To find the concentration of hydroxide ions, we first need to determine the pOH value. Since the pH and pOH values are related by the equation: \(pH + pOH = 14\), we can calculate pOH as follows: pOH = 14 - pH Now, we can calculate the concentration of hydroxide ions, OH-, using the definition of pOH: \(pOH = -\log_{10} [OH^{-}]\) Finally, we know that the concentration of the acidic salt A- is the same as the concentration of the hydroxide ions OH-.
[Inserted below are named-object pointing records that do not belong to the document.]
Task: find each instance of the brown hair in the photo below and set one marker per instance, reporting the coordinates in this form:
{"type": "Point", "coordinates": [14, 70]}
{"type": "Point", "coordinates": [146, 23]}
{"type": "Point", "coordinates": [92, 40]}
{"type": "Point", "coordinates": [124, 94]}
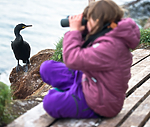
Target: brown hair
{"type": "Point", "coordinates": [106, 11]}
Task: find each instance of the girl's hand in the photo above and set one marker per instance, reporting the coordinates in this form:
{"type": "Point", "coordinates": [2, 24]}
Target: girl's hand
{"type": "Point", "coordinates": [75, 23]}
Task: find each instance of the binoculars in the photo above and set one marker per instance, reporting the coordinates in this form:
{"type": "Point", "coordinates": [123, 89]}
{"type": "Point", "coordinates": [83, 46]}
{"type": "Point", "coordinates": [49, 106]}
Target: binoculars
{"type": "Point", "coordinates": [65, 22]}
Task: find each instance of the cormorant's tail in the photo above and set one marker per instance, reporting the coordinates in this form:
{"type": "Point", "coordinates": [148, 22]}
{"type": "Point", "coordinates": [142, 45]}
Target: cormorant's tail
{"type": "Point", "coordinates": [24, 61]}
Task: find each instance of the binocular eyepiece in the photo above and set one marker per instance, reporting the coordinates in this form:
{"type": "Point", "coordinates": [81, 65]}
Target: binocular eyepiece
{"type": "Point", "coordinates": [65, 22]}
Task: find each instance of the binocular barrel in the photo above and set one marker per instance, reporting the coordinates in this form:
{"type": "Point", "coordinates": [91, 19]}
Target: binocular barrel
{"type": "Point", "coordinates": [65, 22]}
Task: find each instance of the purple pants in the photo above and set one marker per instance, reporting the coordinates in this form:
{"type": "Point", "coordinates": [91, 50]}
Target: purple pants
{"type": "Point", "coordinates": [71, 102]}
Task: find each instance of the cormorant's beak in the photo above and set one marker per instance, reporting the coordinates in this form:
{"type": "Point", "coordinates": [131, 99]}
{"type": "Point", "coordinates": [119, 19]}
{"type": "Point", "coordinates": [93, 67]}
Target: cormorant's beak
{"type": "Point", "coordinates": [28, 26]}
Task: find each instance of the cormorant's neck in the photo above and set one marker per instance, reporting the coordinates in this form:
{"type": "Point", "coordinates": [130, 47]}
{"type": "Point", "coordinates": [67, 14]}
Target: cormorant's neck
{"type": "Point", "coordinates": [17, 33]}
Using the pH value provided in the problem, we can determine the pOH value: pOH = 14 - 9.29 = 4.71 Now, we can find the [OH-] concentration: \(4.71 = -\log_{10} [OH^{-}]\) \[OH^{-} = 10^{-4.71} \approx 1.94 \times 10^{-5} M\]

Since the concentration of the acidic salt, A-, is equal to the concentration of OH-: \[A^{-} = 1.94 \times 10^{-5} M\]
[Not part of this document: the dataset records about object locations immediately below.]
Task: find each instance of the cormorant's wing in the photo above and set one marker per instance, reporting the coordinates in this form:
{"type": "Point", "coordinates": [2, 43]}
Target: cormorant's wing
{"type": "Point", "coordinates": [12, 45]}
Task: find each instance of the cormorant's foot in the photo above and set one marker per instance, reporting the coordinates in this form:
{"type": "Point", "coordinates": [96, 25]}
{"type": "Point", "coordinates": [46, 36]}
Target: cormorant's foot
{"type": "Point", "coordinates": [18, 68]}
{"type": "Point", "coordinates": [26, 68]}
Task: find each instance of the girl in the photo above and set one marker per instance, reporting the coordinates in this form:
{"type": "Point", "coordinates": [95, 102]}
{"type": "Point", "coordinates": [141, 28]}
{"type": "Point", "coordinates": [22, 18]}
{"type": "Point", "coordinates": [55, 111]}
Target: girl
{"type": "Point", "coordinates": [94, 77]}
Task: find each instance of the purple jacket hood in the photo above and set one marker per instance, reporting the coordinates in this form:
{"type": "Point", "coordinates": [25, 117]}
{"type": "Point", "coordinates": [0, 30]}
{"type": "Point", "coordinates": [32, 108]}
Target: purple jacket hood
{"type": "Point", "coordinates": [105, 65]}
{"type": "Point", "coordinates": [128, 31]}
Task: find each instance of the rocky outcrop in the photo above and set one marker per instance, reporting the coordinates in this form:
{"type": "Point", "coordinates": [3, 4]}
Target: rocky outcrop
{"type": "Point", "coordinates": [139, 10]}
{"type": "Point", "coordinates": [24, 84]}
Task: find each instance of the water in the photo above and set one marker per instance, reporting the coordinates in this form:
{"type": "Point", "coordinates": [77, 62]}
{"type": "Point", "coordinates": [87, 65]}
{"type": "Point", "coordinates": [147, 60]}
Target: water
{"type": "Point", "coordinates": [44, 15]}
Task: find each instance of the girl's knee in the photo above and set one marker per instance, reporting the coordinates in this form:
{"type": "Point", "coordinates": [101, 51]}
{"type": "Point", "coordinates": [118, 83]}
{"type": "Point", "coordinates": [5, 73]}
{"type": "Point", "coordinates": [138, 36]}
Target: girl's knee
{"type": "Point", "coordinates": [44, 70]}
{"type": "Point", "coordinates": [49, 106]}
We can now use the equilibrium expression for the dissociation of the parent acid, HA, into A- and H+: \[HA \rightleftharpoons H^{+} + A^{-}\] \[K_{a} = \frac{[H^{+}][A^{-}]}{[HA]}\] Since we have a 0.25 M solution of NaA and the concentration of A- is 1.94 x 10^-5 M, we can find the concentration of the parent acid, HA: \[HA = 0.25 M - 1.94 \times 10^{-5} M \approx 0.25 M\] We also know that the pH = 9.29, so the concentration of H+ ions can be found: \[pH = -\log_{10} [H^{+}]\] \[H^{+} = 10^{-9.29} \approx 5.13 \times 10^{-10} M\] Now, we can substitute these values into the equilibrium expression to find Ka: \[K_{a} = \frac{(5.13 \times 10^{-10})(1.94 \times 10^{-5})}{0.25}\] \[K_{a} \approx 3.99 \times 10^{-10}\] So the value of Ka for the parent acid HA is approximately \(3.99 \times 10^{-10}\).